"Sleep," he said, in a low deep voice.
The two watchers saw a strange calmness steal over the patient's features. The convulsive movements of the poor, nerve-twitched body ceased, and, in a few moments more, quiet and regular breathing showed that the magnetic touch of the Teacher had indeed induced a tranquil slumber.
The old man looked on, shaking with anxiety.
"Master," he said, "can you cure him—can you heal him? He is my only son, all I've got left in the world—my only son!"
Eric Black, who had watched this curious scene with great interest and a considerable amount of pity, sighed. He was not inexperienced in illnesses, especially those terrible nervous collapses for which medical science can do nothing, and to which there is one inevitable end. He knew that no human skill could do anything for the sleeping and corpse-like figure upon the bed, and he wondered why Joseph had cared to accompany the old man and to buoy him up with false hopes.

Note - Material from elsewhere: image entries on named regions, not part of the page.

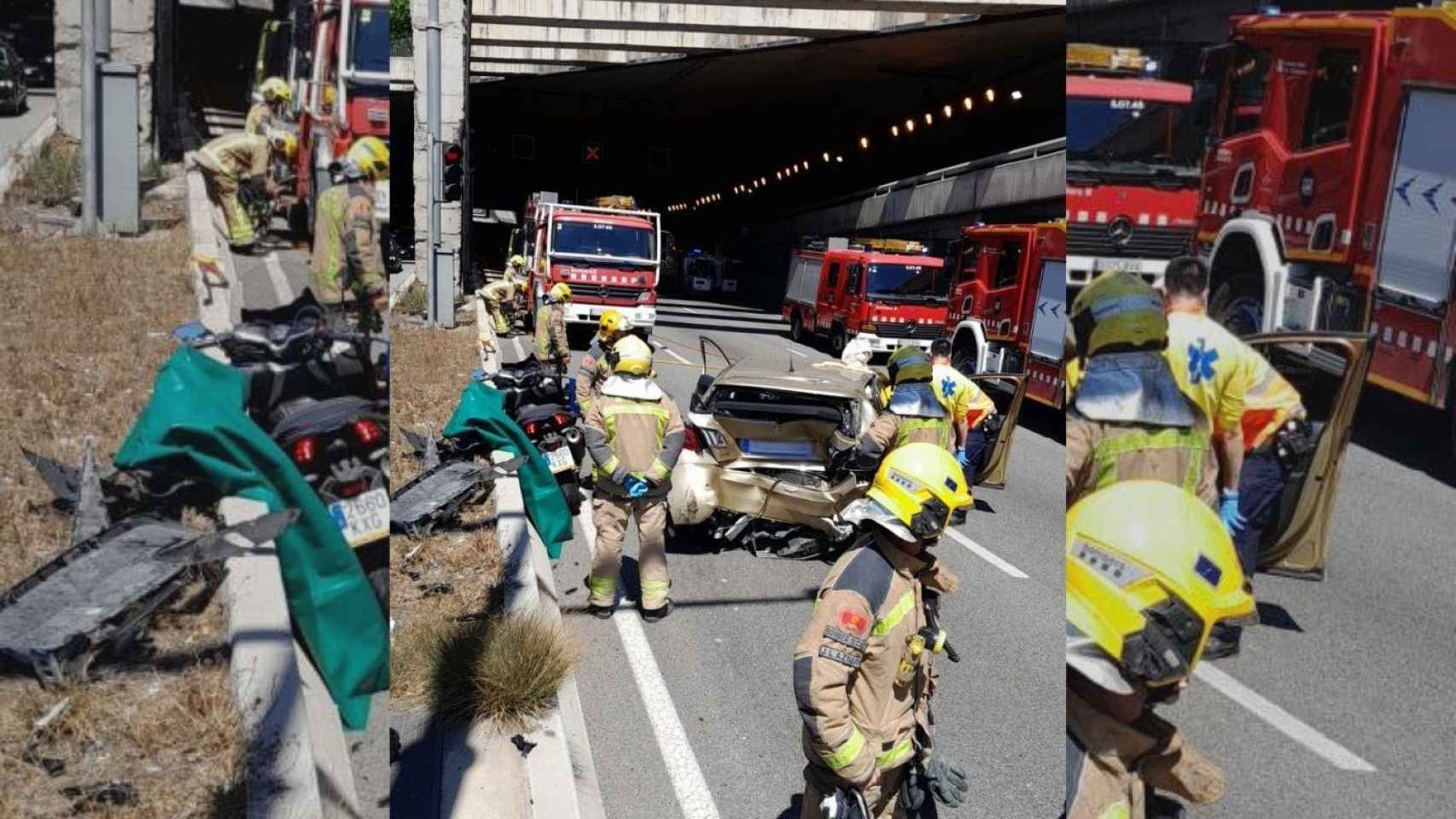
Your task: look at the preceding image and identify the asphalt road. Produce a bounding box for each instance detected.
[1168,387,1456,819]
[0,89,55,163]
[518,299,1064,819]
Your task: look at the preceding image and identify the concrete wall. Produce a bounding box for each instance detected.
[55,0,158,163]
[411,0,470,291]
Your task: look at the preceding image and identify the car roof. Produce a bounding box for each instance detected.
[713,361,874,398]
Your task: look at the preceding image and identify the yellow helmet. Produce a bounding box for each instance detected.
[1067,480,1254,694]
[258,77,293,102]
[344,136,389,180]
[597,307,632,342]
[612,336,652,375]
[268,130,299,161]
[887,345,932,386]
[866,442,974,541]
[1067,270,1168,357]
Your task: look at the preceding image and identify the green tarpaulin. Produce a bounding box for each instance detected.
[444,381,571,560]
[115,348,389,730]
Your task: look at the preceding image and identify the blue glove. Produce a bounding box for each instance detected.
[1219,489,1248,535]
[621,474,648,497]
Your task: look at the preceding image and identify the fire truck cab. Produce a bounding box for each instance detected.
[783,239,946,357]
[945,223,1067,407]
[1196,3,1456,444]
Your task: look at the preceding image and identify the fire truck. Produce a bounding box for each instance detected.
[522,190,662,336]
[945,223,1067,407]
[1196,3,1456,445]
[1067,44,1203,299]
[293,0,389,227]
[783,239,945,357]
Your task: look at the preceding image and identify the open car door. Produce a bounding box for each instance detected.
[968,373,1027,489]
[1243,333,1374,579]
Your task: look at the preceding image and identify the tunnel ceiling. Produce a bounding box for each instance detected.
[470,12,1066,227]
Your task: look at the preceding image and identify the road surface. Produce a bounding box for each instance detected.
[518,299,1064,819]
[1168,387,1456,819]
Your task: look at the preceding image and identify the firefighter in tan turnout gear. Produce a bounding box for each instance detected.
[577,307,632,415]
[192,131,299,253]
[582,336,684,621]
[1067,272,1219,508]
[313,136,389,323]
[536,282,570,374]
[794,444,971,819]
[1063,480,1254,819]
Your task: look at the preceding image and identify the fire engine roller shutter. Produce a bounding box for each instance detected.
[1379,89,1456,303]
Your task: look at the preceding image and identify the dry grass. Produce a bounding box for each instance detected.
[0,229,240,819]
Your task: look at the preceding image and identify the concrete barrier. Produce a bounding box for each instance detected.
[440,462,606,819]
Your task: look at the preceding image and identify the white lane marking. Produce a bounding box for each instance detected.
[577,502,718,819]
[264,250,293,304]
[945,530,1027,580]
[1192,662,1374,772]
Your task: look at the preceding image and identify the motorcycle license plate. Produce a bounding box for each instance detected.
[546,446,577,474]
[329,489,389,547]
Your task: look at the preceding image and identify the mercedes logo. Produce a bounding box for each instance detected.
[1107,217,1133,247]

Joseph did not immediately answer the old man's question about his son. Instead of that he turned quickly to the journalist.
"Yes," he said; "but with God all things are possible."
Black started violently. His very thoughts had been read instantly, and answered as swiftly. Then a curious resentment mounted in his brain against Joseph. Who was this man who sent a suffering invalid to sleep in a moment by his hypnotic touch; who brought terror, remorse, and shame into a great lighted theatre; who dared to tell the wealthiest and most influential people in London that they marched beneath the standard of Beelzebub; who even now had read his secret thoughts with unerring intuition?
With a slight sneer, foreign to his usual nature, but he was frightened and was trying to reassure himself, he said—
"That is all very well, sir, no doubt; but miracles do not happen."